Marine habitats can show considerable variation in temperature, water flow, light availability, and salinity (Johnston 2006) which may vary extensively through time. Pelagic fish may experience phenotypic plasticity as a result of this environmental variability, and therefore their phenotype may correlate with conditions experienced during dispersal. If my two study sites are replenished by different combinations of source populations, with differing dispersal histories, then the environmental conditions experienced may be driving these site specific differences. During dispersal, cohorts may encounter novel environments that impose directional selection on phenotypic traits (Reznick and Ghalambor 2001, Grether 2005), which shifts the mean phenotype to a new peak (Lande and Arnold 1983). Environmental pressures may be either biotic (Handelsman et al. 2013) or abiotic (Carrera et al. 2012) but all have the potential to drive phenotypic shifts (Agrawal 2001). This hypothesis is dependent upon Wellington Harbour showing a higher degree of temporal variability in its biotic and abiotic conditions. Under the assumption that it is more variable, individuals with recent resident periods in the harbour may have experienced phenotypic plasticity, and therefore developed phenotypic characteristics representative of the conditions at the time (Agrawal 2001, Barriga et al. 2012, Chapman et al. 2015). Depending on the scale of this variability it may account for both monthly and daily differences. In contrast, if the Cook Strait shows a less temporally variable environment then that may explain the fairly consistent trends in phenotypes of recruits.

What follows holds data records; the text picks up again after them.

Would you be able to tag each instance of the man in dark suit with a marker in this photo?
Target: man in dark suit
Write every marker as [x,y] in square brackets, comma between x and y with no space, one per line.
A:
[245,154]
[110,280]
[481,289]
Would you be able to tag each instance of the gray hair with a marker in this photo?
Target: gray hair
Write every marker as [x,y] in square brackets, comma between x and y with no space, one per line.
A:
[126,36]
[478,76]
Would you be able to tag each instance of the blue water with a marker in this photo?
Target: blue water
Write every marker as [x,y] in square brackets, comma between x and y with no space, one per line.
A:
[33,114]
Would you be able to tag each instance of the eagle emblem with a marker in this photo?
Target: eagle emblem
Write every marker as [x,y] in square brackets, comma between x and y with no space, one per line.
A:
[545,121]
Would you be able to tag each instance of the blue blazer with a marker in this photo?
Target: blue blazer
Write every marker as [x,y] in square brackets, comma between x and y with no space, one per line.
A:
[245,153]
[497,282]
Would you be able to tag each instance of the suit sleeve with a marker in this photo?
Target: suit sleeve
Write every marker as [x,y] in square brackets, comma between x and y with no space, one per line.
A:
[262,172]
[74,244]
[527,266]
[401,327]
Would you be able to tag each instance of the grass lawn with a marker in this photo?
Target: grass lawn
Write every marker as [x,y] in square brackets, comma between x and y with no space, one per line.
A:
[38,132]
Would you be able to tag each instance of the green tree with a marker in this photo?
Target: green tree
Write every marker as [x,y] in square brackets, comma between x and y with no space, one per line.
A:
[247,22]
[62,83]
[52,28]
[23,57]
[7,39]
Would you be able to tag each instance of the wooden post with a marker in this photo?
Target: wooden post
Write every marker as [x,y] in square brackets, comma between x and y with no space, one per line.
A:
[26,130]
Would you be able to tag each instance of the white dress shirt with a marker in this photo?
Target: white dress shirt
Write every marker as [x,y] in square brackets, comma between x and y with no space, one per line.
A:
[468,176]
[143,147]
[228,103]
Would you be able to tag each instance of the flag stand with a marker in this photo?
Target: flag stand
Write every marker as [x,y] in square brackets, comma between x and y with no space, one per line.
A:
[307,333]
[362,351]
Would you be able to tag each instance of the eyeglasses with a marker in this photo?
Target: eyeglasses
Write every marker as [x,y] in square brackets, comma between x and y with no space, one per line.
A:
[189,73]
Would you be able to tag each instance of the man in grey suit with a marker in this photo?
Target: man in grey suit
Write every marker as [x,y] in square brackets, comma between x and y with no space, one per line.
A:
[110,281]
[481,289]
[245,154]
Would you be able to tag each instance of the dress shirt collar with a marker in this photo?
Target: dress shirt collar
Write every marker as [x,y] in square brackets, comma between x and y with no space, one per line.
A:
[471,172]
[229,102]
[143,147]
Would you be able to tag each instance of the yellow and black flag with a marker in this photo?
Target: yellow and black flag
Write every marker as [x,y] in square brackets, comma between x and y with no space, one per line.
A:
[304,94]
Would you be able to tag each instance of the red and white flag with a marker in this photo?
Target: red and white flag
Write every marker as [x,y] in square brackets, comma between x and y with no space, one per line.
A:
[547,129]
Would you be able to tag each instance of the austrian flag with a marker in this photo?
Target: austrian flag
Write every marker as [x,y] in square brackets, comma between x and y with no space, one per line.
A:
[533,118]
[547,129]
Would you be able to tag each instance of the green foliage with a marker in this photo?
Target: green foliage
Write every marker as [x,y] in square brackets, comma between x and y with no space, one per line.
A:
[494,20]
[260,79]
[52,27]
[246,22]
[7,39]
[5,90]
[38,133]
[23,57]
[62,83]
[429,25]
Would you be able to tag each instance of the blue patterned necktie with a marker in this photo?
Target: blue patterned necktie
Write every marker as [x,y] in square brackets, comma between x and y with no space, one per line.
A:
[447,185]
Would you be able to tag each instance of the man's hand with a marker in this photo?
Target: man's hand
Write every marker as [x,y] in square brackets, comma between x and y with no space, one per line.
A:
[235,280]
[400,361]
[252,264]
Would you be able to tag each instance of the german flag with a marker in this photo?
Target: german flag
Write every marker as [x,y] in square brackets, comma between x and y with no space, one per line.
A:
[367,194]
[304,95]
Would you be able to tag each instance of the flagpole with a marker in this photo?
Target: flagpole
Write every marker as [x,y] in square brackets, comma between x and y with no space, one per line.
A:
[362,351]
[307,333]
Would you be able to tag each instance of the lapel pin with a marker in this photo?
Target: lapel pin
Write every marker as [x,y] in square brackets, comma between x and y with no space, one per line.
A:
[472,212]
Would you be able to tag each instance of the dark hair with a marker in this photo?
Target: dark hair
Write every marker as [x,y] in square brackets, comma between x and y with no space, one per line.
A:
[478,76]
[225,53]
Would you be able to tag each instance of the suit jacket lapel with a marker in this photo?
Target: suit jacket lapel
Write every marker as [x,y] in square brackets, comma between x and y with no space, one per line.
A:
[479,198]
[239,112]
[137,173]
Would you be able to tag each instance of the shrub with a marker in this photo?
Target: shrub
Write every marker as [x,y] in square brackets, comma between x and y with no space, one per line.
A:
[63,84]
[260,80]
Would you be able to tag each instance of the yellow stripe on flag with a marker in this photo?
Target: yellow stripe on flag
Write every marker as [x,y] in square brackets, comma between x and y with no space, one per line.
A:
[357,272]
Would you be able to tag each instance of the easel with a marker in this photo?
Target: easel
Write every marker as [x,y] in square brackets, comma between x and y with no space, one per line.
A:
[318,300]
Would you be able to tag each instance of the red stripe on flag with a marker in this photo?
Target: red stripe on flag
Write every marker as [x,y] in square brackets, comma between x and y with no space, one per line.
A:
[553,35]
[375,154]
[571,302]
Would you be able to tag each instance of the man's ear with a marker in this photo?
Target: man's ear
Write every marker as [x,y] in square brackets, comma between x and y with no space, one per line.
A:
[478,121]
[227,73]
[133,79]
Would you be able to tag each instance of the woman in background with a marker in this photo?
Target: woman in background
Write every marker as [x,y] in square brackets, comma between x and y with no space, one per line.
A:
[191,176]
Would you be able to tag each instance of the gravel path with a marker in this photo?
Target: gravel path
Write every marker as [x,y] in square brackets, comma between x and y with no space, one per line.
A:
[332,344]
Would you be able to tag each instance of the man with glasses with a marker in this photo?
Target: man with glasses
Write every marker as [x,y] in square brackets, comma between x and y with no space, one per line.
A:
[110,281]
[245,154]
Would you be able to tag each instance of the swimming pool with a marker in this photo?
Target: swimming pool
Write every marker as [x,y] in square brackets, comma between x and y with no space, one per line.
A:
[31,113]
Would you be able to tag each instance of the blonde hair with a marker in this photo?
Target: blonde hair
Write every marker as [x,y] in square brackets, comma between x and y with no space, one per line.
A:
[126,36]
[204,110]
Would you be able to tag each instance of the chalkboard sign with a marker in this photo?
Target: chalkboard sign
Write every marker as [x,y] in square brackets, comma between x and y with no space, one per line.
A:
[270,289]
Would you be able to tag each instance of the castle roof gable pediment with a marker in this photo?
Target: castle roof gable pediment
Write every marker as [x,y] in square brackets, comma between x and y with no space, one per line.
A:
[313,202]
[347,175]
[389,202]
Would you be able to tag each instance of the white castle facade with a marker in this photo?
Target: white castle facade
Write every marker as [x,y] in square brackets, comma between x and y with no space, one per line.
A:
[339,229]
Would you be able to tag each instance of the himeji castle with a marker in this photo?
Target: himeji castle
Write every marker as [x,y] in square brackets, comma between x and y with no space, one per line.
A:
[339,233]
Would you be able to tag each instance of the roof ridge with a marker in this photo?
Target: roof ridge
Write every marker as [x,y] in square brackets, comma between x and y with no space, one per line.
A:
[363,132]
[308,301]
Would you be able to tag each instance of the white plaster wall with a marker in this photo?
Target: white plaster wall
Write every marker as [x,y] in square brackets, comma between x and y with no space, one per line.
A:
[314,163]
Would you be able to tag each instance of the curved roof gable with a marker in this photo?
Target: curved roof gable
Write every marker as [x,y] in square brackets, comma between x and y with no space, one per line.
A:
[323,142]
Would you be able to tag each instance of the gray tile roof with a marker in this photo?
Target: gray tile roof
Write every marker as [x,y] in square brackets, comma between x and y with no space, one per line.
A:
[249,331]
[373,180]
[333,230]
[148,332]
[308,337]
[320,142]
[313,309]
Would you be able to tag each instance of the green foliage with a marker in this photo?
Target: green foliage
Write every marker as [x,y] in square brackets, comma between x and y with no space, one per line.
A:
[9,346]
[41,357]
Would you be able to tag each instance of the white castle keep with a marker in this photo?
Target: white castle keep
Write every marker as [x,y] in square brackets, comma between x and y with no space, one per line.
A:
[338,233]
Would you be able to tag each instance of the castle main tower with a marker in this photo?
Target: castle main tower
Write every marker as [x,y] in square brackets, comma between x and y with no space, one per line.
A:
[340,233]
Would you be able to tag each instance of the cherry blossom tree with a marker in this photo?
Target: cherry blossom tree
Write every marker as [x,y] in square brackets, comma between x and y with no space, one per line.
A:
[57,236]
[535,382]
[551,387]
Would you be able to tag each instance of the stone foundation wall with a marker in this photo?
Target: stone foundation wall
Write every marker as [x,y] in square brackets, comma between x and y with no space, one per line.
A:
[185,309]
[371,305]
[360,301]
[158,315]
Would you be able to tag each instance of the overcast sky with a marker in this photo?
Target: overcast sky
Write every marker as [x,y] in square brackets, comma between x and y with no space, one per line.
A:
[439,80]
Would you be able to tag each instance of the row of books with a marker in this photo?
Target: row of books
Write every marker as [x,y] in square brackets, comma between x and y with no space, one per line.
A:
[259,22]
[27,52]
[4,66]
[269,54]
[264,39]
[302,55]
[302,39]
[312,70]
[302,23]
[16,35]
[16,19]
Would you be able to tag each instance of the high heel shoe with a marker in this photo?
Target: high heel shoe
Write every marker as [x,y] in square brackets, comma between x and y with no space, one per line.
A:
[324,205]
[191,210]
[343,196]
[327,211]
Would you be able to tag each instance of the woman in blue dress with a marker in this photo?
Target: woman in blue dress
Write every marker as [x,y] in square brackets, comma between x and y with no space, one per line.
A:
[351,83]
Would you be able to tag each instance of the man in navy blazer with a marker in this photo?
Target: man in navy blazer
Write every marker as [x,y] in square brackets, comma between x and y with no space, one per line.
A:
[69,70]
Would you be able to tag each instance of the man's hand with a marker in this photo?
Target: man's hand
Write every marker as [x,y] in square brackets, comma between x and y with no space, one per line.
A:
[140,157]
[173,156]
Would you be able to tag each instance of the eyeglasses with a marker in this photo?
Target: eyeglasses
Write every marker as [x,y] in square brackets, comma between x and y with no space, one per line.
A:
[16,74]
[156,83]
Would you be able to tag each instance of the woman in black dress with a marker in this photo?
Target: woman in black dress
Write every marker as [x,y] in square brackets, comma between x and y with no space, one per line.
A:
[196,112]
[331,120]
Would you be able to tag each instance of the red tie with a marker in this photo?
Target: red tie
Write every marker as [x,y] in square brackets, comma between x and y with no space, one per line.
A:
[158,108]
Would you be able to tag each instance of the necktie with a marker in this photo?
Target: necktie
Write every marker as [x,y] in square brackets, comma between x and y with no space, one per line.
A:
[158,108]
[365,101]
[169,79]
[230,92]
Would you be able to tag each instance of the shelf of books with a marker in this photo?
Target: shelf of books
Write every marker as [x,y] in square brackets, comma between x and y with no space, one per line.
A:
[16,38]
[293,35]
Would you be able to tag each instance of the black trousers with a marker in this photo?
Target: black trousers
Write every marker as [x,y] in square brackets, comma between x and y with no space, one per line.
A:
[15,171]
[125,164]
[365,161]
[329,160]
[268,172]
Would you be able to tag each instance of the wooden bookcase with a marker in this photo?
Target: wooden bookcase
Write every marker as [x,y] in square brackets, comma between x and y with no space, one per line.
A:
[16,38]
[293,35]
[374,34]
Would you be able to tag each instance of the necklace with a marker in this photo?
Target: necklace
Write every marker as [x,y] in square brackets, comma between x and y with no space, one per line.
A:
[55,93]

General trends in harbour systems have shown evidence of circulation currents leading to high levels of nutrients (Mackas and Harrison 1997) and zooplankton (Soetaert and Herman 1994). They have also shown that abiotic conditions can be highly variable between seasons (Muylaert and Raine 1999). Results by Maxwell (1956) indicate average water temperatures in the Wellington Harbour increase from August to November, yet there is also considerable fluctuation over shorter time scales, with changes of up to 2.5°C within a three day period. Maxwell (1956) also postulated that the causes of this high variability was due to the sheltered positioning of the harbour. In contrast, Cook Strait has very high energy, fast flowing currents (Bowman et al. 1983), and its lack of shelter may not promote high levels of abiotic variability. Cook Strait is highly dynamic with complex patterns of water circulation, but there is little evidence for its low productivity waters being temporally variable (Bowman et al 1983). While it may be a high energy environment, I argue that the consistent nature of it is not enough to drive phenotypic differences in resident cohorts of G. maculatus.